Refugee Thanksgiving

As we all know, America's history is complicated, especially when it comes to its founding. While the truth of the original Thanksgiving is foggy, we do know that the Pilgrims had a complicated relationship with the Native Americans. It’s important to remember the dark parts of America’s founding, it is also important to look at how different people celebrate Thanksgiving, including refugees. 

The Milwaukee Area Refugee Consortium’s Thanksgiving is like any other, except that it’s for refugees. For them, the holiday is not one they are familiar with or one they’ve even participated in. The goal of the Consortium is to welcome refugees to Milwaukee and to the United States. Americans and refugees are all invited to share traditional Thanksgiving dishes with each other. 

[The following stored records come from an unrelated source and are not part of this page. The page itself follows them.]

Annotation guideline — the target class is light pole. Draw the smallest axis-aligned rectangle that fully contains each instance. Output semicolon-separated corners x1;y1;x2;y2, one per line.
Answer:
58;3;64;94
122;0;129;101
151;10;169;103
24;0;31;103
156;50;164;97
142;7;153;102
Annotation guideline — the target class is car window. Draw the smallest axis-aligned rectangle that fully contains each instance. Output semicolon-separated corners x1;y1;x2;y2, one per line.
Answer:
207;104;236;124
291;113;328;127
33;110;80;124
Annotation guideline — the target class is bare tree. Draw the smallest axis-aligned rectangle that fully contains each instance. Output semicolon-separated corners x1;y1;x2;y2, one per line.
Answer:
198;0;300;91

Milwaukee’s Refugee Thanksgiving provides a way for Americans and refugees to spend a holiday together and connect with one another. One of the Americans, Mary Flynn, who shared Thanksgiving with refugees said, “This Thanksgiving day is for (the refugees), because they help me understand how special the United States is… that we have a lot of freedom.” She attributes this realization to her interactions with refugees on Refugee Thanksgiving. 

The Hebrew Immigrant Aid Society in Pennsylvania  also hosts an annual Refugee Thanksgiving, but they make sure to explain that their invitations extend to a wide range of individuals with Sharon Samber writing that HIAS invites, “asylees, refugees, asylum seekers, staff, board, volunteers, and local government.”

HIAS’s event includes more than the tastes and traditions of American Thanksgiving. Instead, their rendition of refugee Thanksgiving involves dishes from the United States as well as other cultures. In addition, the holiday celebrates art through dance, music, and art. 

Refugee Thanksgiving is celebrated across the United States. Do a quick search to find where a Refugee Thanksgiving is being held near you. Many of the events have volunteer opportunities or welcome members of the community to celebrate alongside a diverse group of people.

Thanksgiving is about being grateful, but it is also about thinking of and accepting those who are different from you, whether it be because they are refugees or simply different from you. Put yourself in other people's shoes and try to do what you can to make a difference in the lives of others at the local level.